The aliens (scifi) comprise only about 3% of the book, the rest is 97% YA contemporary as we follow Henry and see he struggles with asking why his boyfriend would leave him in this world alone and coming to terms about the fact that sometimes there are things that are not his fault. The aliens are really only used as a framing device (and a good one at that) to provide a sense of urgency and realness to the question. It’s one thing for a teenage main character to think about ending the world (he’s not) and another to actually be burdened with the real choice. It really gives a magnitude to the struggles that Henry is facing and a sense of responsibility to Henry.
So this book is mostly YA contemporary. YA contemporaries can easily delve into melodrama, pretentiousness, oversimplification, or worst of all, falsely and forcefully inspirational and there were times when I thought this book was borderline two of the above but it saves itself. There are 2 reasons for this. One is Henry’s narrative voice. His perspective is the perfect balance of sarcastic, biting humor and open honesty.
“Sometimes it’s difficult to believe Charlie and I come from the same parents. I’m tall, he’s short; I’m skinny, he used to be muscular, though most of it turned to fat after high school; I can count to five without using my fingers. . . . Charlie has fingers.”
But I felt for him because he always insists his struggles don’t matter and he goes about his life just trying to survive when I thought he deserved so much more. But even as I hated some of the secondary characters particularly Marcus and his brother, I realize that none of them exist just to give Henry a hard time and make him want to end the world. Every single secondary character gets their own moments to shine and it somehow feels satisfying and so real and not something the author just made up for convenience to the story. That’s when you know an author respects the characters he writes.

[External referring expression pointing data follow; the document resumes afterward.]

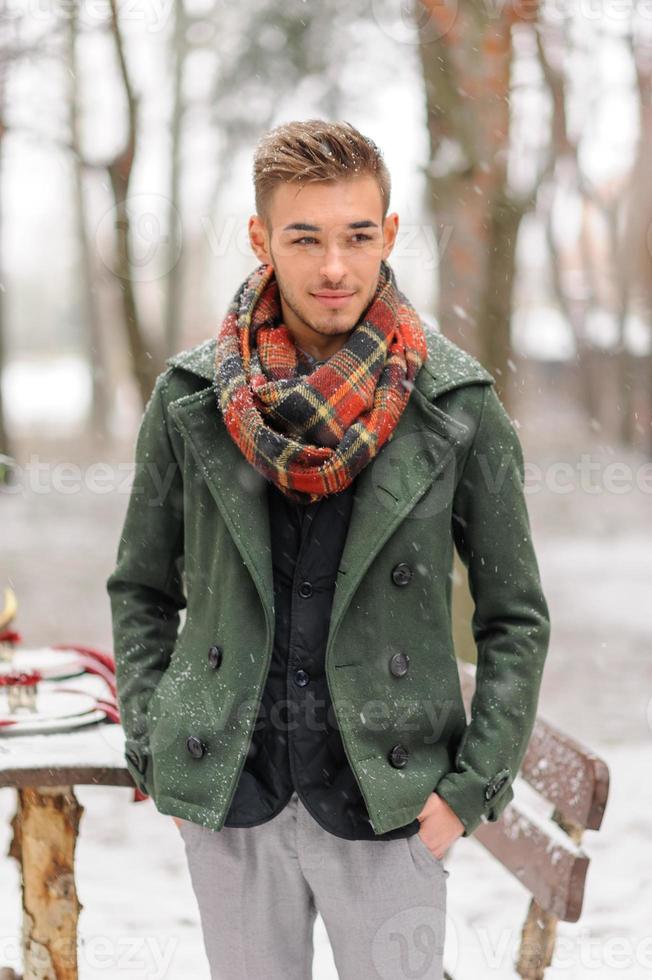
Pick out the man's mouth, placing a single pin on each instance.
(333, 298)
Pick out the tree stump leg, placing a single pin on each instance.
(45, 829)
(537, 943)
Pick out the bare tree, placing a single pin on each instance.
(466, 58)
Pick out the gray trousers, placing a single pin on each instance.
(259, 889)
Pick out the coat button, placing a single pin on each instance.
(401, 573)
(398, 756)
(494, 787)
(399, 663)
(301, 678)
(195, 746)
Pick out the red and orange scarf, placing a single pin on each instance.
(311, 434)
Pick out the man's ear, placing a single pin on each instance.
(259, 239)
(390, 231)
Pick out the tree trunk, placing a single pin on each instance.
(45, 830)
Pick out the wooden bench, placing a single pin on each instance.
(544, 852)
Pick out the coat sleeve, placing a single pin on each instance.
(146, 585)
(510, 623)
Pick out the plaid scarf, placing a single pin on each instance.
(312, 431)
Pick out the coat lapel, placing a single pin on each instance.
(422, 445)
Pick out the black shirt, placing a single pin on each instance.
(296, 743)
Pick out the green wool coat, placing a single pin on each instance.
(194, 572)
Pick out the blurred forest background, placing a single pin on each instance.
(519, 140)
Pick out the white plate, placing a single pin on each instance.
(51, 663)
(50, 704)
(34, 727)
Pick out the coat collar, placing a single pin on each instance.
(422, 445)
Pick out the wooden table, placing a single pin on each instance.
(44, 769)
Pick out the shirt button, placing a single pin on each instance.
(399, 664)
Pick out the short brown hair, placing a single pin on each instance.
(312, 150)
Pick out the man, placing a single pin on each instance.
(302, 481)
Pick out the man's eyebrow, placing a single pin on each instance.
(302, 226)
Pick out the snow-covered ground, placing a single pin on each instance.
(139, 918)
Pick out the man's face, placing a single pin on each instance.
(326, 244)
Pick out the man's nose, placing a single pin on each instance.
(332, 267)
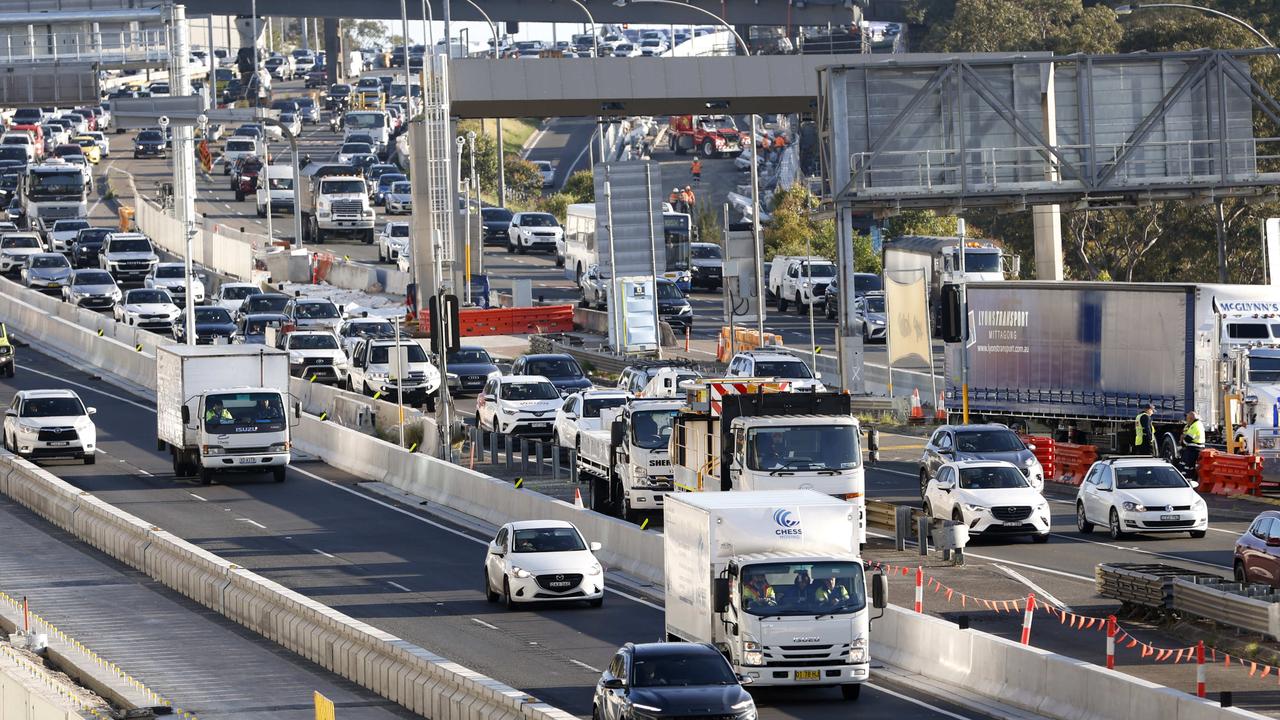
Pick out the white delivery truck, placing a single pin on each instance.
(753, 434)
(224, 409)
(627, 460)
(773, 579)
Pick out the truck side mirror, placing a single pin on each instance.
(880, 591)
(720, 593)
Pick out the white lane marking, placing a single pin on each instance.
(917, 701)
(1043, 593)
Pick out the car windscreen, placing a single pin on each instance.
(213, 315)
(529, 391)
(988, 441)
(243, 413)
(554, 368)
(315, 310)
(51, 408)
(146, 296)
(547, 540)
(319, 341)
(469, 356)
(593, 406)
(782, 369)
(1148, 477)
(681, 670)
(380, 354)
(132, 245)
(1002, 477)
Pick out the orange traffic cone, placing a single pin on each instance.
(917, 409)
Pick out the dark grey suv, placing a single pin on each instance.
(659, 680)
(979, 442)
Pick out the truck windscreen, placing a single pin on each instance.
(981, 261)
(803, 449)
(650, 429)
(243, 413)
(803, 588)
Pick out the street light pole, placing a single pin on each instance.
(755, 163)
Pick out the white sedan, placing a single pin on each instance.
(542, 561)
(146, 308)
(50, 423)
(581, 411)
(1139, 495)
(990, 496)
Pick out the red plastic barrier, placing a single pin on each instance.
(1072, 461)
(510, 320)
(1223, 473)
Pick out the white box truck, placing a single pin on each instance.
(224, 409)
(773, 579)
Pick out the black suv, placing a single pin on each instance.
(657, 680)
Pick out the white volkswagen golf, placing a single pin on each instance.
(542, 561)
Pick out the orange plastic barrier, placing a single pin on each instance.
(1045, 452)
(1072, 461)
(510, 320)
(1223, 473)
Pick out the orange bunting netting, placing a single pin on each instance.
(1074, 620)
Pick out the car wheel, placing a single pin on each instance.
(1082, 522)
(1114, 525)
(488, 588)
(506, 595)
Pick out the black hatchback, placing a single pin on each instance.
(659, 680)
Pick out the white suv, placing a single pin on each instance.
(50, 423)
(517, 405)
(777, 365)
(991, 497)
(1139, 495)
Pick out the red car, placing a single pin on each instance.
(1257, 551)
(245, 176)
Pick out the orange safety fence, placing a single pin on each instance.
(1045, 452)
(510, 320)
(736, 340)
(1223, 473)
(1072, 461)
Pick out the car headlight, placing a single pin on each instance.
(858, 651)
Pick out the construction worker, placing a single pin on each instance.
(1144, 433)
(1193, 442)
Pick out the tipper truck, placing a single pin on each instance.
(753, 434)
(224, 409)
(1082, 359)
(627, 459)
(775, 580)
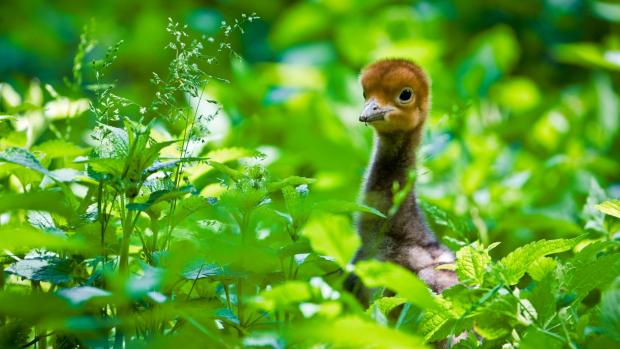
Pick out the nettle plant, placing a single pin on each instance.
(140, 240)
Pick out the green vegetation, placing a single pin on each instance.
(191, 182)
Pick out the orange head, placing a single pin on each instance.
(397, 95)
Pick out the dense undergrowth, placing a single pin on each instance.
(143, 236)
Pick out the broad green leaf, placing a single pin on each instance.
(339, 206)
(589, 276)
(332, 235)
(610, 312)
(351, 332)
(543, 297)
(611, 207)
(541, 267)
(514, 265)
(471, 264)
(396, 278)
(535, 338)
(189, 206)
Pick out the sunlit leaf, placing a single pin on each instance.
(332, 235)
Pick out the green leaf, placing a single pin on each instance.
(341, 206)
(157, 197)
(611, 207)
(24, 158)
(350, 332)
(332, 235)
(58, 148)
(21, 237)
(39, 201)
(284, 296)
(514, 265)
(471, 264)
(43, 268)
(396, 278)
(541, 267)
(589, 276)
(610, 312)
(534, 338)
(106, 165)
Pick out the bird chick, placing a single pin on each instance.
(397, 103)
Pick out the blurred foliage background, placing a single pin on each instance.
(525, 105)
(525, 118)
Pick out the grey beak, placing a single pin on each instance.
(373, 111)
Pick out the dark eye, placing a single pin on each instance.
(405, 95)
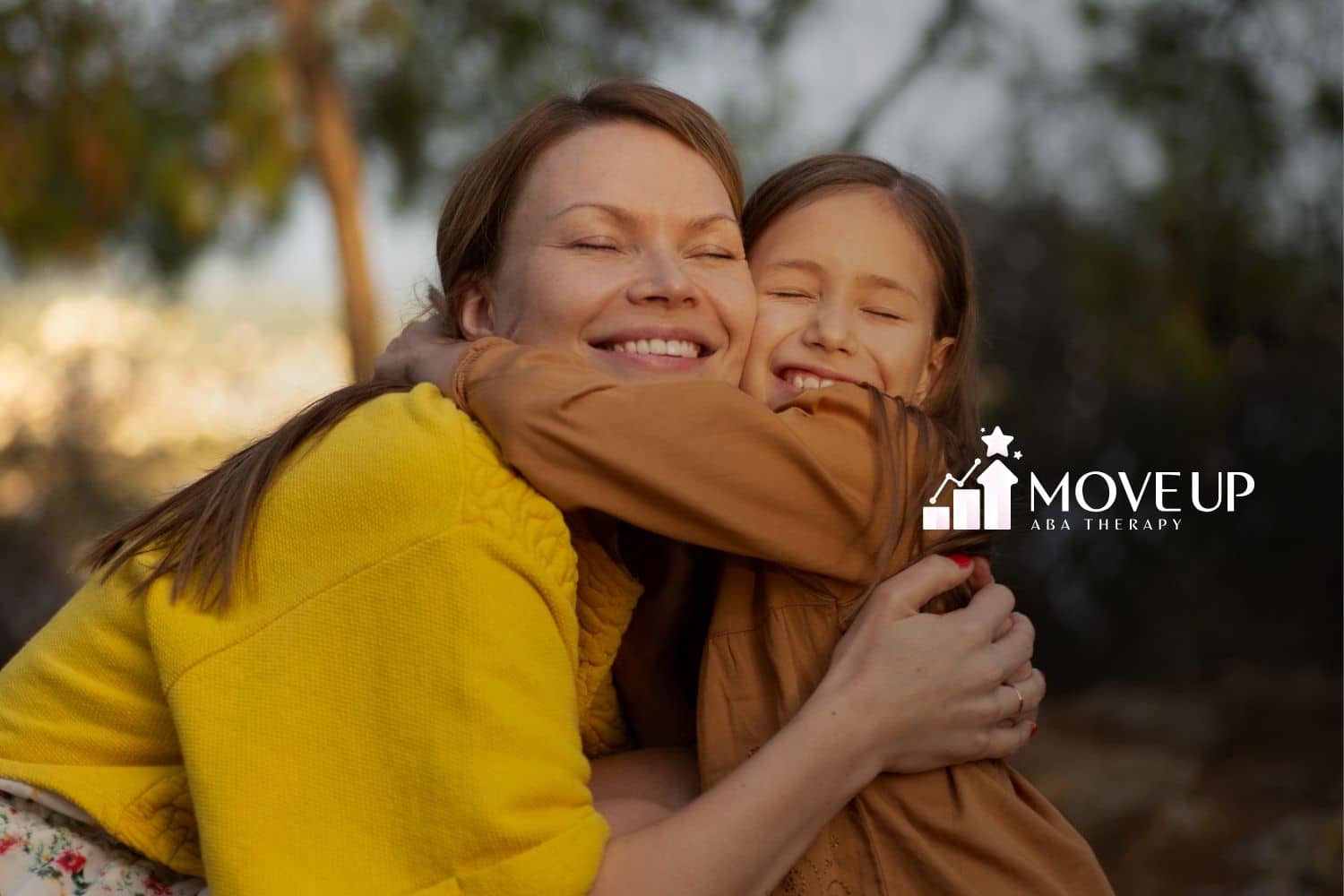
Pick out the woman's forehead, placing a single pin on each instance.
(623, 166)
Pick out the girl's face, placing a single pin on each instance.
(847, 293)
(623, 247)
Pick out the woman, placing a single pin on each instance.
(857, 400)
(363, 657)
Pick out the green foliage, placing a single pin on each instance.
(167, 126)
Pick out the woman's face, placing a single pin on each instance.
(847, 293)
(623, 247)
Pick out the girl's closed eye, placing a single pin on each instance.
(789, 292)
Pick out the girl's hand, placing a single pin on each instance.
(421, 354)
(919, 691)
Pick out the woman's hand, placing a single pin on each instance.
(921, 691)
(421, 354)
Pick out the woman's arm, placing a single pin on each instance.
(695, 461)
(905, 692)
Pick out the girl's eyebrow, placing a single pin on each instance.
(886, 282)
(626, 217)
(798, 263)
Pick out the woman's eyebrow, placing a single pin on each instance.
(626, 217)
(615, 211)
(709, 220)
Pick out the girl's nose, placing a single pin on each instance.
(831, 328)
(663, 281)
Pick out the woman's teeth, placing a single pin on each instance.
(671, 347)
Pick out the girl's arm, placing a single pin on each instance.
(900, 696)
(698, 461)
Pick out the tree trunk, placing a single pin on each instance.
(339, 166)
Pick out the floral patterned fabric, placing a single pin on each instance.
(46, 853)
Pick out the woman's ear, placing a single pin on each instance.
(938, 355)
(476, 309)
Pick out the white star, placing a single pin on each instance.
(996, 443)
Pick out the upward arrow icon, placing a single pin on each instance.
(997, 481)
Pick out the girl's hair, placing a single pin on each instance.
(203, 530)
(951, 403)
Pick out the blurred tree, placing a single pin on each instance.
(164, 128)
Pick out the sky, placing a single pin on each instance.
(948, 126)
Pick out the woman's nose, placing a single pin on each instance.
(663, 281)
(831, 328)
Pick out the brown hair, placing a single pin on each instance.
(951, 405)
(203, 530)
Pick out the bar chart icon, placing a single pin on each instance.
(973, 508)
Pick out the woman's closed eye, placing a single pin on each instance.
(597, 244)
(715, 252)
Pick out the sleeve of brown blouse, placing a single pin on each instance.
(698, 461)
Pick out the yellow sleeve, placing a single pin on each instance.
(702, 461)
(411, 727)
(408, 724)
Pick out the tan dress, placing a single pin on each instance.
(798, 501)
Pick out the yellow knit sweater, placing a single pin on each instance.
(405, 704)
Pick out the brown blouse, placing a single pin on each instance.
(796, 498)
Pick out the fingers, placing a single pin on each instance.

The second reason is, the book doesn’t pretend that everything is fine or will ever be fine. It knows that life doesn’t exist as one clear-cut problem and then a clear-cut solution. There’s only problems and possibly routes to solutions and sometimes there is no solution and I appreciated that honesty a lot.
“The universe may forget us, but it doesn’t matter.Because we are the ants, and we’ll keep marching on.”
So does Henry end up pressing that button? I think you already know. But how Henry finds his silver lining is just one of the things that make this book worth reading.